Yackobus Sahat Martua Sianipar
Fluktuasi kurs asing menimbulkan laba dan rugi selisih kurs dalam laporan keuangan. Menurut UU PPh, keuntungan kurs dikenakan pajak penghasilan, sedangkan kerugian kurs dapat menjadi pengurang dalam menghitung penghasilan kena pajak.
Beberapa waktu terakhir, sangat banyak diberitakan kalau Rupiah sedang melemah terhadap beberapa mata uang asing. Hal ini dipengaruhi oleh banyak faktor, seperti tarif impor yang ditetapkan Amerika Serikat, kondisi politik, dan kebijakan global maupun dalam negeri lainnya.
Sebagai negara yang perekonomiannya terbuka, volatilitas kurs menjadi faktor yang menentukan keberlangsungan usaha. Di mana letak pengaruhnya? Bagaimana akuntansi pajak memandang hal ini?
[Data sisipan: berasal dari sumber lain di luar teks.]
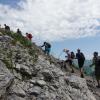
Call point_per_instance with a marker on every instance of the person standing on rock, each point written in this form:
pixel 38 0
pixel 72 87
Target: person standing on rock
pixel 70 58
pixel 47 48
pixel 81 59
pixel 29 36
pixel 96 62
pixel 7 28
pixel 19 31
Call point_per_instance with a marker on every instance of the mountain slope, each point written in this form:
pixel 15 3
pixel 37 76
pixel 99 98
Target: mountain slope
pixel 26 73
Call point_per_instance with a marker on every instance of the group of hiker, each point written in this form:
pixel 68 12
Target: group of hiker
pixel 81 59
pixel 69 57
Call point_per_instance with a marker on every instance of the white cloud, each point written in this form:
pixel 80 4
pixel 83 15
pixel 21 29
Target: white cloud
pixel 54 20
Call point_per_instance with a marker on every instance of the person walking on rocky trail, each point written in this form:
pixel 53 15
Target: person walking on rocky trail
pixel 81 59
pixel 29 36
pixel 7 28
pixel 19 31
pixel 47 48
pixel 96 62
pixel 70 56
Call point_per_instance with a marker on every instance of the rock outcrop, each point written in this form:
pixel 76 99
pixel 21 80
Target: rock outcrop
pixel 24 77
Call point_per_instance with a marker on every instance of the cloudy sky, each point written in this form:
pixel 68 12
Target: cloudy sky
pixel 68 24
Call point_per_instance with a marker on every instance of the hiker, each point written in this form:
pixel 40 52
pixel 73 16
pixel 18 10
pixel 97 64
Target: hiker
pixel 81 59
pixel 70 56
pixel 19 32
pixel 7 28
pixel 29 36
pixel 47 48
pixel 96 62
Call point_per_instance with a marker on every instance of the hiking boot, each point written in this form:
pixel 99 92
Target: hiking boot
pixel 82 76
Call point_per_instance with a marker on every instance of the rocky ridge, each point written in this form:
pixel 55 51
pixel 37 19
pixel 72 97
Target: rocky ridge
pixel 28 74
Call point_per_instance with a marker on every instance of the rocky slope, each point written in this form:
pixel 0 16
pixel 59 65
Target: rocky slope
pixel 27 74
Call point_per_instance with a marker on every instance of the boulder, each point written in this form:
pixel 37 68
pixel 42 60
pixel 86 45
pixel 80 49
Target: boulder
pixel 35 90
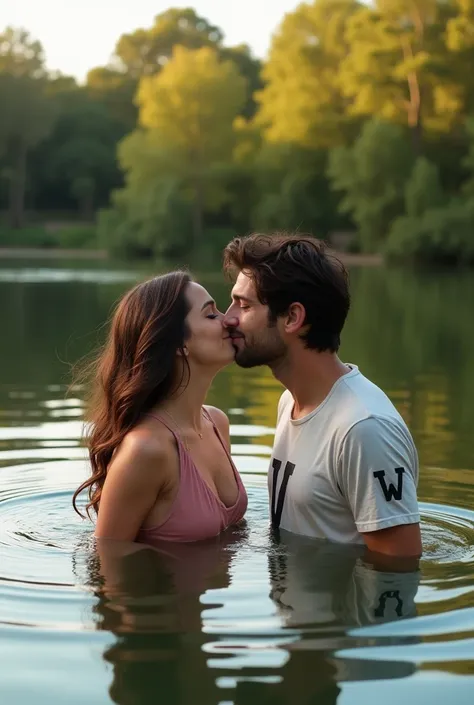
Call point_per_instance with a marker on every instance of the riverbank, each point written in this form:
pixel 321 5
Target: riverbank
pixel 59 253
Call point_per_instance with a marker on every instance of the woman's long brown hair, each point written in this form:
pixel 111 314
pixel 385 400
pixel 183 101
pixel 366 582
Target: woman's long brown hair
pixel 135 371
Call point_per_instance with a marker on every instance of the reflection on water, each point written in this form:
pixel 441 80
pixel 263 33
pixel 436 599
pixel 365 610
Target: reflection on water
pixel 249 618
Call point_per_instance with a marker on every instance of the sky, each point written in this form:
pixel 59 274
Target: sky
pixel 79 35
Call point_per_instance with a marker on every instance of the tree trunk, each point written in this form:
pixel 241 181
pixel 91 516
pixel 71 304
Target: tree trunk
pixel 414 101
pixel 18 184
pixel 198 211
Melalui tulisan ini, diharapkan para wajib pajak yang telah maupun akan memiliki transaksi dengan valuta asing dapat lebih memahami hak dan kewajibannya.
⠀
Pencatatan Akuntansi
Bila berbicara tentang pencatatan akuntansi, maka akan merujuk kepada PSAK sebagai standar baku dalam pencatatan dan pelaporan di Indonesia. PSAK yang mengatur tentang transaksi dengan valuta asing adalah PSAK 221.
Pada paragraf 21, disebutkan bahwa, “Pada pengakuan awal, transaksi valuta asing dicatat dalam mata uang fungsional. Jumlah valuta asing dihitung ke dalam mata uang fungsional dengan kurs spot antara mata uang fungsional dan valuta asing pada tanggal transaksi”.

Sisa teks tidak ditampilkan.